Can we remove the absolute value when doing Diophantine Approximation?

Question

This is a very general question. For Diophantine Approximation propositions, the statements always include the absolute value sign, but I think if we can remove the absolute value sign, the approximation will become more useful.

For example, we have Hurwitz's theorem:

For any irrational $\zeta$ there are infinitely many pairs of integers $p,q$ such that $|\zeta - p/q|<\frac{1}{\sqrt{5}q^2}$

However, when we remove the absolute value, is the following statement true or not?

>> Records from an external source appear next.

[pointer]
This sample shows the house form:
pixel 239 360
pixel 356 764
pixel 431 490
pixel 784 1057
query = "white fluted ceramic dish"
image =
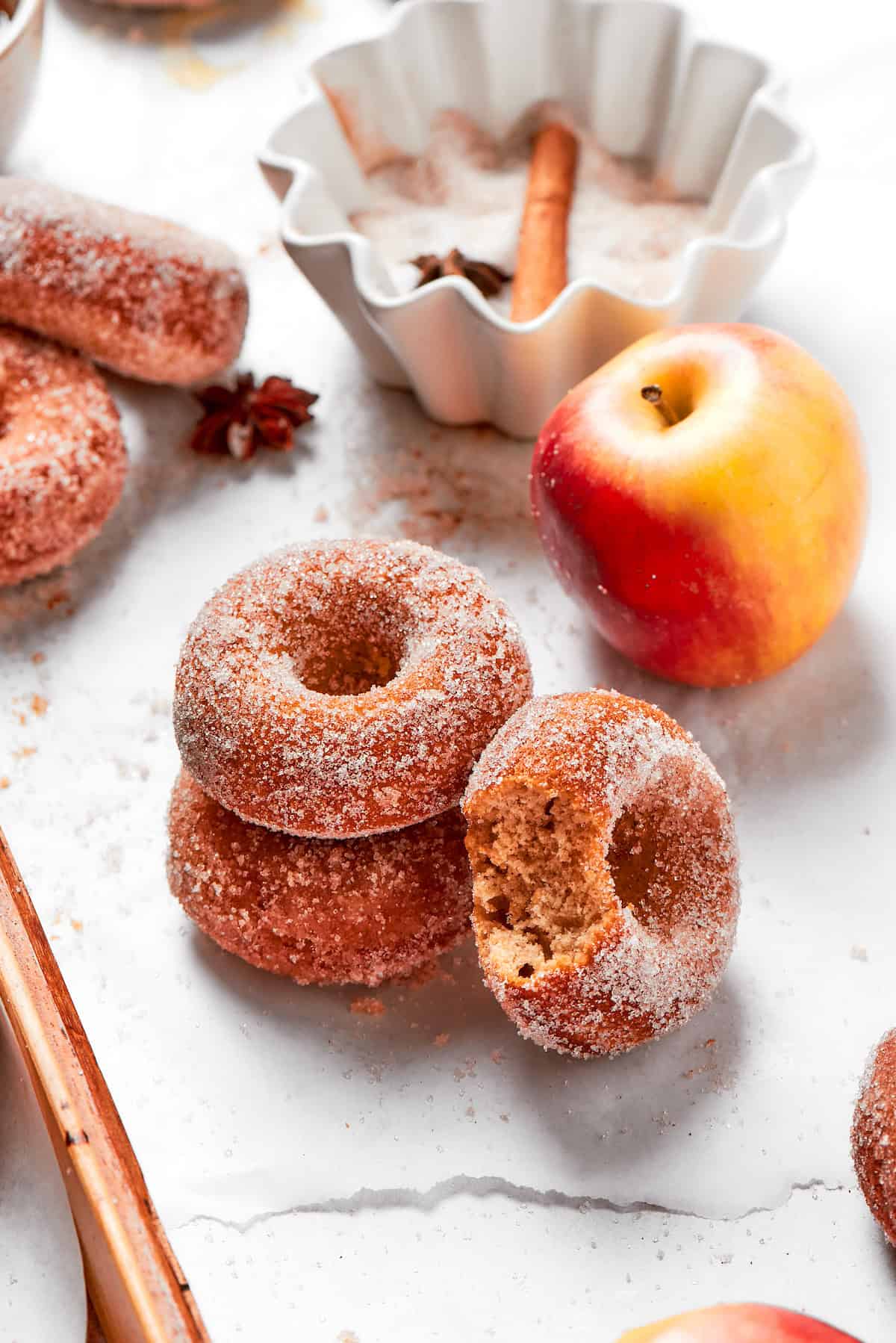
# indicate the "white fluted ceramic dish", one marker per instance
pixel 20 45
pixel 709 117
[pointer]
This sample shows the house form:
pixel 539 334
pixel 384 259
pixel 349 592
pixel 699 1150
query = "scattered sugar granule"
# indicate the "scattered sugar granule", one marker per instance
pixel 367 1008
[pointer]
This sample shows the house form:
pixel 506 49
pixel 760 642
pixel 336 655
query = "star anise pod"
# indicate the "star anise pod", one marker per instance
pixel 245 418
pixel 489 279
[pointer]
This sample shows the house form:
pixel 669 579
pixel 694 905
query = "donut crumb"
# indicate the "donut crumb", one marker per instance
pixel 541 877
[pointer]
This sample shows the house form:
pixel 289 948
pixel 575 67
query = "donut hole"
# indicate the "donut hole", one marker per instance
pixel 546 878
pixel 347 641
pixel 541 880
pixel 349 665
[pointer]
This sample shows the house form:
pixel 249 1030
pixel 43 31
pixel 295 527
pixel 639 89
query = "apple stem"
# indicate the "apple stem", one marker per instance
pixel 653 394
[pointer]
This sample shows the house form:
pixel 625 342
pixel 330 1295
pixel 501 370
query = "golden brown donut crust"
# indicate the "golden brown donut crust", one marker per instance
pixel 320 911
pixel 874 1135
pixel 62 457
pixel 346 688
pixel 139 294
pixel 605 866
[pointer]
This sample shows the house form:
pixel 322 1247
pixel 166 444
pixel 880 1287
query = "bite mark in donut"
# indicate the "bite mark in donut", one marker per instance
pixel 605 872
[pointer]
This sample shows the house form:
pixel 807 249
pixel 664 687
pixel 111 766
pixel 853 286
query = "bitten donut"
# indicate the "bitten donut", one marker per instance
pixel 320 911
pixel 346 688
pixel 134 293
pixel 605 872
pixel 874 1137
pixel 62 459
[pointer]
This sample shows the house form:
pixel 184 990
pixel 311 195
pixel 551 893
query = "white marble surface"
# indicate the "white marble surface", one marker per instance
pixel 334 1176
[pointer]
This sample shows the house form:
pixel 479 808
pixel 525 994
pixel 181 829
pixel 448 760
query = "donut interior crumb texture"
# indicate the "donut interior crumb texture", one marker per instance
pixel 547 883
pixel 605 872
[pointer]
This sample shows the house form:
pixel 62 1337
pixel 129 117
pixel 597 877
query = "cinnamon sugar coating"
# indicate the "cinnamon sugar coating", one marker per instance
pixel 140 294
pixel 874 1135
pixel 319 911
pixel 62 457
pixel 346 688
pixel 605 865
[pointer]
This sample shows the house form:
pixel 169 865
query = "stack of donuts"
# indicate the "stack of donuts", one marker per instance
pixel 331 703
pixel 334 705
pixel 137 294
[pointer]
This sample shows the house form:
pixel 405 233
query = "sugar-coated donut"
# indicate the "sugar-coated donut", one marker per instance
pixel 62 459
pixel 136 293
pixel 320 911
pixel 346 688
pixel 605 868
pixel 874 1135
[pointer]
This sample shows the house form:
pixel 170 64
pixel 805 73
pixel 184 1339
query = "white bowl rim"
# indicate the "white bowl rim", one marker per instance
pixel 22 18
pixel 770 93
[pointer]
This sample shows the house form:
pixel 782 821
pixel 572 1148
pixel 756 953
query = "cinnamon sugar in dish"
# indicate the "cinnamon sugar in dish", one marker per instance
pixel 467 190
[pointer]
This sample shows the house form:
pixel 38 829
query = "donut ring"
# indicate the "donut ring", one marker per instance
pixel 62 459
pixel 346 688
pixel 320 911
pixel 143 296
pixel 605 872
pixel 874 1135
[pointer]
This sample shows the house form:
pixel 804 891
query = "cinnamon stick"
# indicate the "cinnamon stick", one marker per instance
pixel 541 254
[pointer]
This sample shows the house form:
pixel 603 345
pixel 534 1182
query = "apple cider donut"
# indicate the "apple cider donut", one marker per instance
pixel 320 911
pixel 605 872
pixel 139 294
pixel 874 1135
pixel 346 688
pixel 62 459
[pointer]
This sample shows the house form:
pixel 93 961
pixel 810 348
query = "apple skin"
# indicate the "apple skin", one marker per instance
pixel 738 1324
pixel 714 551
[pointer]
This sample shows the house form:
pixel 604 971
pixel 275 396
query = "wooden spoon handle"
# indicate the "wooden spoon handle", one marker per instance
pixel 132 1275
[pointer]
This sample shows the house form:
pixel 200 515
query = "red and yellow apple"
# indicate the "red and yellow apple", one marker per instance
pixel 738 1324
pixel 704 496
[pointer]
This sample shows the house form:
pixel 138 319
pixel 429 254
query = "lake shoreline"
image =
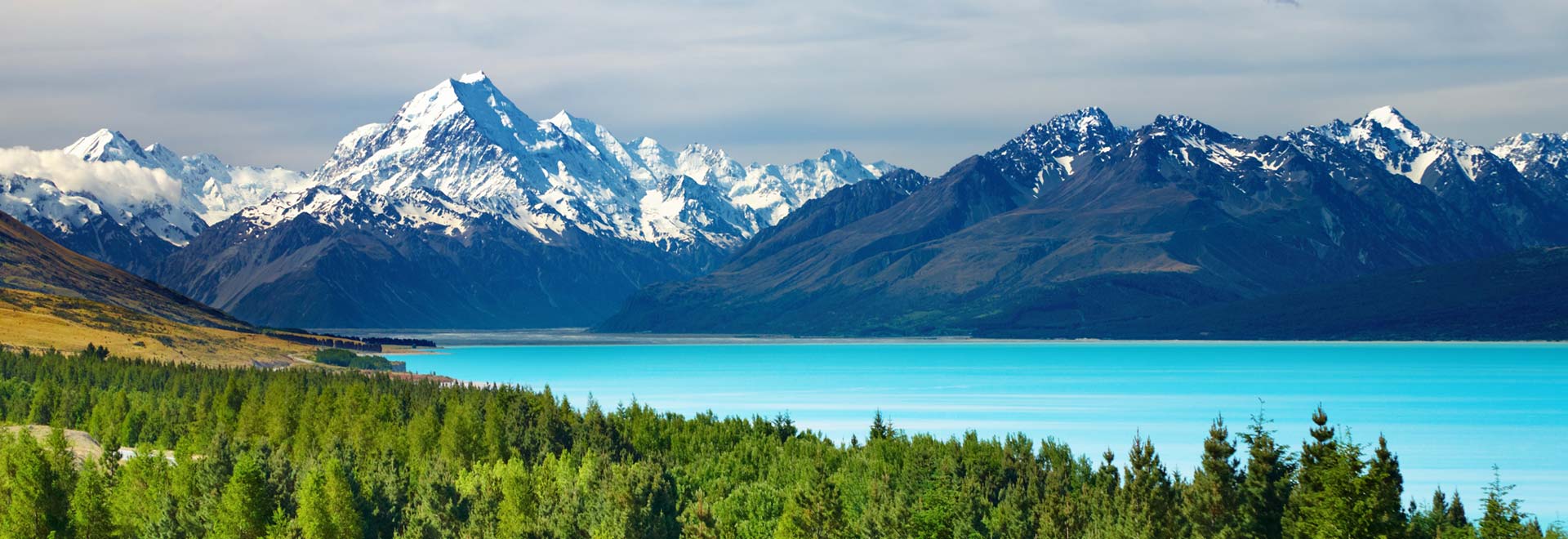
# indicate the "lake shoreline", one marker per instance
pixel 577 337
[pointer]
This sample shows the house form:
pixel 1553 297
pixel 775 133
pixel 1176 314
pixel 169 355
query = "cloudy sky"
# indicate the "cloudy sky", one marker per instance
pixel 921 83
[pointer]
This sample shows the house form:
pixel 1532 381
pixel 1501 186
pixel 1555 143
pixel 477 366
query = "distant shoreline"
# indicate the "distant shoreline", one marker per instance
pixel 581 337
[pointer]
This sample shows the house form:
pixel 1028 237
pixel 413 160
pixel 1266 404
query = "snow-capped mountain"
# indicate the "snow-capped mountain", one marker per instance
pixel 1084 229
pixel 465 212
pixel 1540 157
pixel 468 141
pixel 117 201
pixel 90 226
pixel 1486 185
pixel 209 187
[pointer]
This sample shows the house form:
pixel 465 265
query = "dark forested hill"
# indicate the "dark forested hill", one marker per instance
pixel 1517 296
pixel 303 453
pixel 1079 225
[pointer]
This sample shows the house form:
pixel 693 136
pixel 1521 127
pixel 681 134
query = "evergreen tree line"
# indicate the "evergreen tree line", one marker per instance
pixel 310 453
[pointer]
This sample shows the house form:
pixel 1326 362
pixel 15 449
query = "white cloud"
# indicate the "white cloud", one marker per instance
pixel 117 184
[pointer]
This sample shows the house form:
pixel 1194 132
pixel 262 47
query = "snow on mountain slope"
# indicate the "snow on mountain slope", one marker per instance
pixel 209 187
pixel 1402 146
pixel 1540 157
pixel 468 141
pixel 146 201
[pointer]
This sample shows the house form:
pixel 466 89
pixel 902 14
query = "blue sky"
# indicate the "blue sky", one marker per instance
pixel 920 83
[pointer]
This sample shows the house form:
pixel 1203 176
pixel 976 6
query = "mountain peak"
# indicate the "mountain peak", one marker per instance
pixel 1187 127
pixel 1392 119
pixel 105 145
pixel 840 155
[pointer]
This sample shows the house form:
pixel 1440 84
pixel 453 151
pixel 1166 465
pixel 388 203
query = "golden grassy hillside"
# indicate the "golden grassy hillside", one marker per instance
pixel 32 262
pixel 37 320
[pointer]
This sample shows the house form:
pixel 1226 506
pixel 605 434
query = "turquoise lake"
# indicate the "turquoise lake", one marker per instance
pixel 1448 409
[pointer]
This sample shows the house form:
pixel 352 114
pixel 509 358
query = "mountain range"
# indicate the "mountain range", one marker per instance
pixel 1079 225
pixel 465 212
pixel 458 212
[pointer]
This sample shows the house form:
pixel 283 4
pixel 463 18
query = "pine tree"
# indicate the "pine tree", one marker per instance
pixel 813 513
pixel 1214 499
pixel 328 505
pixel 1324 500
pixel 1266 488
pixel 1503 518
pixel 882 430
pixel 1382 489
pixel 1455 513
pixel 1148 496
pixel 30 489
pixel 245 508
pixel 90 518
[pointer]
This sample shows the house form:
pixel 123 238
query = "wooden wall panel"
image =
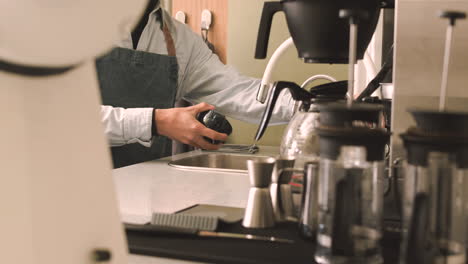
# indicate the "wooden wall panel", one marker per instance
pixel 218 30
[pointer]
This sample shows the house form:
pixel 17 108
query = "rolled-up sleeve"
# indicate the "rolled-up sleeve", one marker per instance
pixel 126 126
pixel 207 79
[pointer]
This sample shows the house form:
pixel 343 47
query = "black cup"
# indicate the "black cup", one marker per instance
pixel 215 121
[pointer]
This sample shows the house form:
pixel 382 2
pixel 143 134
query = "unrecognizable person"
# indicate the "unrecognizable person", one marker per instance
pixel 161 62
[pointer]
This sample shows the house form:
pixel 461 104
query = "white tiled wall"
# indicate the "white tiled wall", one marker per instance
pixel 419 49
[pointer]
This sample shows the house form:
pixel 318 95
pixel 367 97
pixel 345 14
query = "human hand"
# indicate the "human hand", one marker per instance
pixel 181 124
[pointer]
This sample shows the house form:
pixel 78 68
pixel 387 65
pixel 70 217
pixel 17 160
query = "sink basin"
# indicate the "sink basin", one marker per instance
pixel 226 162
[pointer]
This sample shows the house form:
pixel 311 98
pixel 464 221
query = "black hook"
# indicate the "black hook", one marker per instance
pixel 452 16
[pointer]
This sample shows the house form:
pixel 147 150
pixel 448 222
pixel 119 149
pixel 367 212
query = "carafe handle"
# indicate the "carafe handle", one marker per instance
pixel 263 37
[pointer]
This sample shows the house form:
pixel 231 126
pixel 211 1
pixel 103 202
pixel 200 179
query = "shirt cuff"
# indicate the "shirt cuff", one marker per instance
pixel 137 124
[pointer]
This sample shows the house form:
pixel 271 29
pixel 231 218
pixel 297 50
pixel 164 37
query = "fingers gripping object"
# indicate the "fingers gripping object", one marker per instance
pixel 215 121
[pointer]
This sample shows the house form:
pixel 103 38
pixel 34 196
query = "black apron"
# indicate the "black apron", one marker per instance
pixel 130 79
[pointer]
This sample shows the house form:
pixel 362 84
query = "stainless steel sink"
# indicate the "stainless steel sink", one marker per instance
pixel 226 162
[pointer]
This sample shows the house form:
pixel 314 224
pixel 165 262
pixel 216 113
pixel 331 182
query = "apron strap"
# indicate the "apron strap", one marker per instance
pixel 170 46
pixel 169 42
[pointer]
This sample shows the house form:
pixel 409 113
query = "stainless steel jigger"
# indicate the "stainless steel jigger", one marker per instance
pixel 259 210
pixel 280 190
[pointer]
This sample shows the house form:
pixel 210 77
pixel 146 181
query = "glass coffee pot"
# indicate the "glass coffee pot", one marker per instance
pixel 351 176
pixel 435 202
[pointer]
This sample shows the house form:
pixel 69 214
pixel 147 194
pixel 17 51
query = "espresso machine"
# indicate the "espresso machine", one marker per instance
pixel 435 221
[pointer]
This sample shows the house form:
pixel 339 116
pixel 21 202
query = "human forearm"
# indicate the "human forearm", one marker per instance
pixel 126 126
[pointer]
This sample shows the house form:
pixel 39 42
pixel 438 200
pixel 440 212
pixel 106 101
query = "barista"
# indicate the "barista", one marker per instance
pixel 161 62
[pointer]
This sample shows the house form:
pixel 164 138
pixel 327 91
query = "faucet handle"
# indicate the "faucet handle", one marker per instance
pixel 297 94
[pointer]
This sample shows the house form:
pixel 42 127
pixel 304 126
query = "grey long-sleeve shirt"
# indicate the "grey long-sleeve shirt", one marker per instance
pixel 202 78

For any irrational $\zeta$ there are infinitely many pairs of integers $p,q$ such that $0<\zeta - p/q<\frac{1}{\sqrt{5}q^2}$

This is just example. My main question is: Is there any theory about it? Where can I get the reference on this topic?

Answer 1

I don't know whether you can drop the absolute value in the approximation. However, it will be true if you drop both the absolute value and the factor $\frac{1}{\sqrt{5}}$.

Quoting material from $\S$ 1.3 of Ivan Niven's book Diophantine Approximations, we have following asymmetric approximation of irrational numbers.

Theorem 1.7 - Given any irrational number $\theta$ and any non-negative real number $\tau$, there exists infinitely many rational numbers $\frac{h}{k}$ such that $$-\frac{1}{\sqrt{1+4\tau}k^2} < \theta - \frac{h}{k} < \frac{\tau}{\sqrt{1+4\tau}k^2}$$ Furthermore, the statement holds if we replace the central piece by $\frac{h}{k} - \theta$.

As a corollary,

Corollary 1.9 - Given any irrational $\theta$, there are infinitely many rationals $\frac{h}{k}$ such that $$-\frac{1}{k^2} < \theta - \frac{h}{k} < 0$$ and also infinitely many rationals $\frac{h}{k}$ such that $$ 0 < \theta - \frac{h}{k} < \frac{1}{k^2}$$